The Dark Herald Recommends: Lockwood & Co

The Dark Herald Recommends: Lockwood & Co

This one was nowhere on my radar.

I just saw an interesting thumbnail on Netflix Trending and decided to give it twenty seconds before surfing on.

The opening scene started with tense music setting the tone as a London taxi stopped in front of a private residence.  Two teenagers, a boy and a girl get out and are clearly repeating battleplans they have memorized but are going over one last time.  They are walking quickly, the camera cuts to a waist-high shot and both kids are wearing web belts with sabers attached.

Okay, the show has earned another twenty seconds.  

It is made evident without an exposition dump that they are ghost hunters, and that the ghosts in this world can do a lot worse than just go bump in the night. Also, a neat little bit of passing dialog explains why it’s teenagers hunting the ghosts.  You lose the ability to detect ghosts when you get older.

The opening scene ends on an almost literal cliffhanger with the girl hanging onto a stair landing by her fingertips while the boy fights the ghost.  Then the opening credits role.

We get a quick overview of this world.  Sometime in the 1980s, The Problem began.  All manner of ghosts started appearing and killing people.  No one has a clue why.  Rigid curfews and martial law are established. Only kids can detect them so only kids can fight them. So, gifted teens are more or less drafted into agencies that fight the supernatural and yes they suffer casualties. 

Fine, I decided, you guys get me for one episode.  I just finished the last one in the first season.

Lockwood and Co clearly and obviously started life as a young adult book series.  I wasn’t remotely surprised when I found the novel series on Amazon.  Yes, it does feature a girl who is the key to everything but that is acceptable because she has an actual character arc.  Admittedly this is on top of the usual tropes of Lucy Carlyle being a poor girl who is suddenly being pursued by two boys who are of much higher social station than she is.

I’m going to give away a lot of the first episode so…




Lucy is born to a working-class family “up north.”  Her drunk of a father abandons the family and her mother basically sells her to a garbage-tier supernatural agency.  Her talent is hearing ghosts.  Kids have different talents.

Anyway, Lucy runs away from this skeevy agency when the owner gets her team wiped out.  She goes to London and applies to the very best and well-funded agency in town.  Fipps.  The teens that work there are basically rockstar ghosthunters.  But she’s undocumented. She left her first agency before she could get certified.

She is for all intents and purposes a runaway.  She couldn’t get in with any of the established agencies and she can’t afford to be outside at nightfall.  No one can afford to be outside at nightfall.

In desperation, Lucy knocks on the door of a private home in a good neighborhood that is supposedly an agency.  The agency consists of only two agents Lockwood and George, she passes a few tests gets into a fight with handsome boy Lockwood and nearly storms out of the house even if it means being outside after nightfall.  There is also a curfew but the police are the least worrying thing you’ll find at night in this London. 

Lockwood soothes her feelings and convinces Lucy to stay.  She is now a member of Lockwood and Company.

There are a few rules for these ghosts.  They are stopped by cold iron which is why the agents all use sabers.  When agents get into it with each other it is frequently with cold steel, they have something of a dueling culture. Speaking as a swordsman, the swordsmanship isn’t half bad.  It’s nice to see old-fashioned fencing.

There are multiple concurrent storylines in Lockwood.  Lockwood was thee rockstar agent of the rockstar agency Fipps, but he left with some very ill feelings on both sides.  The Lockwood Agency is frequently under negative scrutiny of the authorities.  

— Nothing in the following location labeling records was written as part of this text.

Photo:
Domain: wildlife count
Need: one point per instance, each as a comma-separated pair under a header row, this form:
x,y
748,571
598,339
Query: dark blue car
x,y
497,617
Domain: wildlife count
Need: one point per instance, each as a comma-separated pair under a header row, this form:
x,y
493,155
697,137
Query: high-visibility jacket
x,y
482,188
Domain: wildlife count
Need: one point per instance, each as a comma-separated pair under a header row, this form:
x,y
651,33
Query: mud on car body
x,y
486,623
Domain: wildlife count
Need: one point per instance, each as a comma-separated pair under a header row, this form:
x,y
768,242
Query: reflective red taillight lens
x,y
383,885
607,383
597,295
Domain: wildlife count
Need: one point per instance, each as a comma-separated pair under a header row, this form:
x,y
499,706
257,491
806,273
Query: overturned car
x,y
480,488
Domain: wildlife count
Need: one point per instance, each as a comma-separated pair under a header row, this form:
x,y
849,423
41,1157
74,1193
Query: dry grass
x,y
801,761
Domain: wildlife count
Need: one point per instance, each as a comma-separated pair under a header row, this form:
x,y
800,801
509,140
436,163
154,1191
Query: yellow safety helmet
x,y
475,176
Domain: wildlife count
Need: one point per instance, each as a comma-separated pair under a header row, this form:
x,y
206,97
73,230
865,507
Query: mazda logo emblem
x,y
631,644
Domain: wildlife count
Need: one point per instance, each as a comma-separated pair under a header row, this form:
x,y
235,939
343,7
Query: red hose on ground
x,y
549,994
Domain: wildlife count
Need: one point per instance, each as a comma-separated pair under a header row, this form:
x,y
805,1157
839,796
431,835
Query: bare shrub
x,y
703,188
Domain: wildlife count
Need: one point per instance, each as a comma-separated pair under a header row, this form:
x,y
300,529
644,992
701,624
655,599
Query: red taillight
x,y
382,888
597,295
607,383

Lockwood’s parents died under mysterious circumstances.  Which is understandable because at the end of the day, the Lockwood & Co. stories are mysteries. 

The first season took two of the books and stretched them out over the course of eight episodes. The plots were well constructed, the casting was a bit on the Woke-washed side but the romantic interests were both white which I was beginning to think was illegal.  The girls are ass-kickers but it isn’t too far out of the box and ultimately, this is Lucy’s story, not Lockwood’s.

It has the feel of Nigel Kneale-type horror stories, which I admit to being a chump for.  

If you still have a Netflix account give it 20 seconds.  You probably won’t regret it.